By Denise Dunbar | firstname.lastname@example.org
Alexandria is experiencing a spike in confirmed cases of COVID-19 that is unprecedented since the city’s first residents were diagnosed back in March 2020. In the three-week period from Nov. 30 to Dec. 21, confirmed cases have risen almost tenfold, despite the city’s high overall vaccination rate.
Back on Nov. 30, Alexandria was in the “substantial” transmission rate, with 56 cases reported during the preceding seven days per 100,000 residents. That number tripled in one week, to 152.1 cases per 100,000 residents by Dec. 7 and placing Alexandria back in the “high” transmission category, according to the City of Alexandria COVID-19 data page.
By Tuesday, the last day for which data was available, that number had swelled to 551.1 total confirmed cases per 100,000 residents in the last seven days. The city’s 7-day moving average of daily confirmed actual cases (not per 100,000 residents) rose almost tenfold during those three weeks, from 13.1 per day on Nov. 30 to 129 by Dec. 21.

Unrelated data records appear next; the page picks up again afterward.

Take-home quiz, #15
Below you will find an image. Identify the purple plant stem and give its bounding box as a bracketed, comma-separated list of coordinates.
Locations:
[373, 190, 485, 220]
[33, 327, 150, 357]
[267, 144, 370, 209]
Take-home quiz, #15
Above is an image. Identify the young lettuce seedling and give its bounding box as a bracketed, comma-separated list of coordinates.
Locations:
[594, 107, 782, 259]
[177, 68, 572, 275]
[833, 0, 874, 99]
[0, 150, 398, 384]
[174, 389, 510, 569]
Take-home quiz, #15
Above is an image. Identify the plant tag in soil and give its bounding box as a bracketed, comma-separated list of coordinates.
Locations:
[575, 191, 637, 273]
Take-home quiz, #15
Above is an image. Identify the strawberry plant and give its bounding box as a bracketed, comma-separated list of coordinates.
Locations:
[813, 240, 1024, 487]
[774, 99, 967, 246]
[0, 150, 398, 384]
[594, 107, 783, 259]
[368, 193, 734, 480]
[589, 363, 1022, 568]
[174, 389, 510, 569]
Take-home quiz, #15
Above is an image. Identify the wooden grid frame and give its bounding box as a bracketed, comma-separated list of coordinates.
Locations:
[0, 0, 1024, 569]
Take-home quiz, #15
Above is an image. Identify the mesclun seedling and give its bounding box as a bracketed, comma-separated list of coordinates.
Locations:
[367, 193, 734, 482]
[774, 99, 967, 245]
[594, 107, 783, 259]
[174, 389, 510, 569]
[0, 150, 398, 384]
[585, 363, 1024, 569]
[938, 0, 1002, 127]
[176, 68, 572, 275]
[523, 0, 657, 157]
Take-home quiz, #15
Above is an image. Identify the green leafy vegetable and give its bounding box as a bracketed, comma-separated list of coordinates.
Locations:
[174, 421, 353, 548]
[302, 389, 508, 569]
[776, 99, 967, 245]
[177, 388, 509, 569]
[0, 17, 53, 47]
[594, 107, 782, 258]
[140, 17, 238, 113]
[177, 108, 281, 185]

The data indicates that this number is still surging, as on Wednesday, the Virginia Department of Health website reported that 257 cases – not a moving average and not per 100,000 residents – of COVID-19 were reported as confirmed or probable in Alexandria in the preceding 24 hours. If the infection rate continues at this level for the next week, there would be 1,799 new cases of COVID-19 in Alexandria over that timeframe. If the infection rate continues to rise the number could be much higher.
This case spike is surprising given Alexandria’s relatively high vaccination rate. In Alexandria, 79.1% of residents ages 5 and up have received at least one COVID-19 vaccine dose, while 68.5% were fully vaccinated as of Tuesday, according to the City of Alexandria’s website.
Alexandria’s vaccination rate is slightly higher than that of Virginia as a whole, where 76.5% of residents are partially and 67.1% are fully vaccinated as of Wednesday, according to the Virginia Department of Health. Virginia’s rate topped the overall United States rate of 74% with at least one dose and 62% who are fully vaccinated as of Sunday, according to USAFacts.org.
There is no available data at this time on the percentage of people testing positive for COVID-19 who are vaccinated versus unvaccinated.
VDH data reveals that this is the third major spike of COVID-19 cases, with a couple of mini-surges, since the pandemic began almost two years ago.
This surge, which began right after Thanksgiving and with the arrival of the new Omicron COVID-19 variant, follows one in March through May 2020 and one that occurred during the holidays in 2020. It’s the steepest and largest surge in number of cases since the beginning of the pandemic.
There are three significant caveats to this leap in case totals, which could somewhat mitigate the alarming data: the positivity rate for COVID-19 tests, the impact that vaccinations will have on severe cases of COVID-19 and whether the Omicron variant causes less severe cases of COVID-19.
Confirmed case totals are a function of both how many people are tested as well as the positivity rate. Because free PCR tests for COVID-19, which are considered more reliable than rapid home tests, are now so readily available, more overall tests are being given than at the start of the pandemic. If more people who are perhaps asymptomatic are tested, then case totals will rise.
Widespread testing, however, was widely available when the December 2020 surge began, and case totals then did not reach the current levels.
Alexandria’s COVID-19 positivity rate was 8.6% as of Dec. 18, the most recent date for which data was available on the VDH website. This remains significantly below the peak positivity rate of 13.3% recorded on Jan. 2, 2021,* though it is the highest recorded rate since Jan. 23, 2021. To put the current positivity rate into perspective, it means that more than 91% of people who are currently receiving PCR COVID-19 tests do not have the virus.
Hospitalization and death rates remain relatively low in Alexandria, as there has been one reported death from COVID-19 since Nov. 30. There has been an uptick in COVID-19 hospitalizations in the past couple of weeks, and three additional people were hospitalized on Tuesday, but so far the rise in hospitalizations more closely mirrors the mini-surge of cases in late September and early October 2021 than the major spike this time last year.
Hospitalizations and deaths have typically lagged several weeks behind case surges, however, and the relatively stable hospitalization and death rates may be due to the fact that the current surge has happened so quickly.
There is insufficient data to draw clear conclusions about the severity of the Omicron variant, though a Reuters report this week said early data from the United Kingdom indicates Omicron is not causing less severe COVID-19 than the Delta variant there.
*Much higher positivity rates were recorded in late March to early April 2020, when COVID-19 tests were scarce and only people with observable symptoms were being tested.